Step into the studio of Henri Matisse, brimming with the artist’s treasured objects. Focusing exclusively on their important role in his work for the first time, we will reveal how this eclectic collection took on new life in his transcendent art.
Matisse drew his collection from the far corners of the world: Buddhist statuary from Thailand, Bamana figures from Mali, furniture and textiles from North Africa. Rarely of material value, these objects were nonetheless precious. Offering points of departure to which he could return again and again, they appear in his work in different guises and across spans of decades, reinvented afresh in each new setting.

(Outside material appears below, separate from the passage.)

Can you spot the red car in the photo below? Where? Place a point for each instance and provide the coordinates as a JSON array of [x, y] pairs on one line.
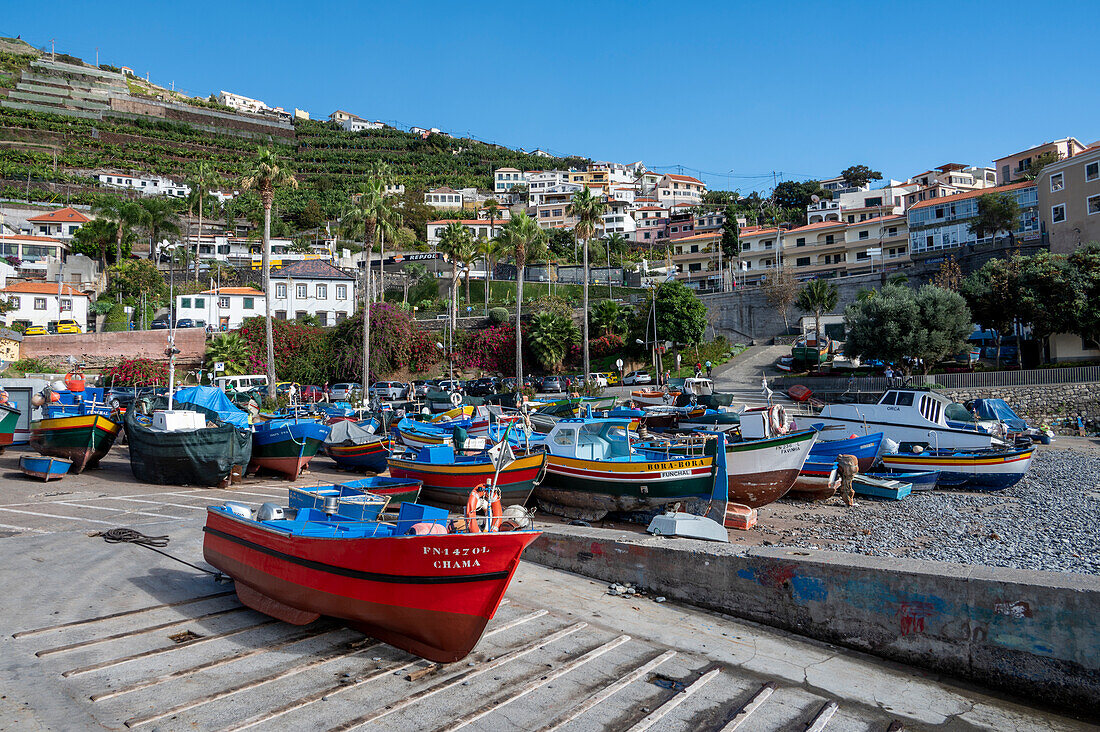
[[311, 393]]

Matisse’s objects formed his repertoire, but they also provided him with influences from beyond the limits of Western art. African sculpture and masks were a revelation, suggesting more expressive models for depicting the human figure and face. Later, Matisse adorned his Nice studio with props from the Islamic world to create the sensuous sets for his ‘odalisques’, in which a harmonious synergy emerges between figure and object. And as his oeuvre reached its joyous apex in his cut-out period, he looked to the concise precision of Chinese calligraphy and African textiles as he sought to invent his own simplified language of signs.
This sumptuous exhibition offers a rare glimpse into the artist’s personal collection, as well as the paintings, sculptures and drawings it inspired. Seen together, they reveal how Matisse’s masterful vision of rich and masterful energy first stemmed from the collage of patterns and rhythms which he found in the world of objects.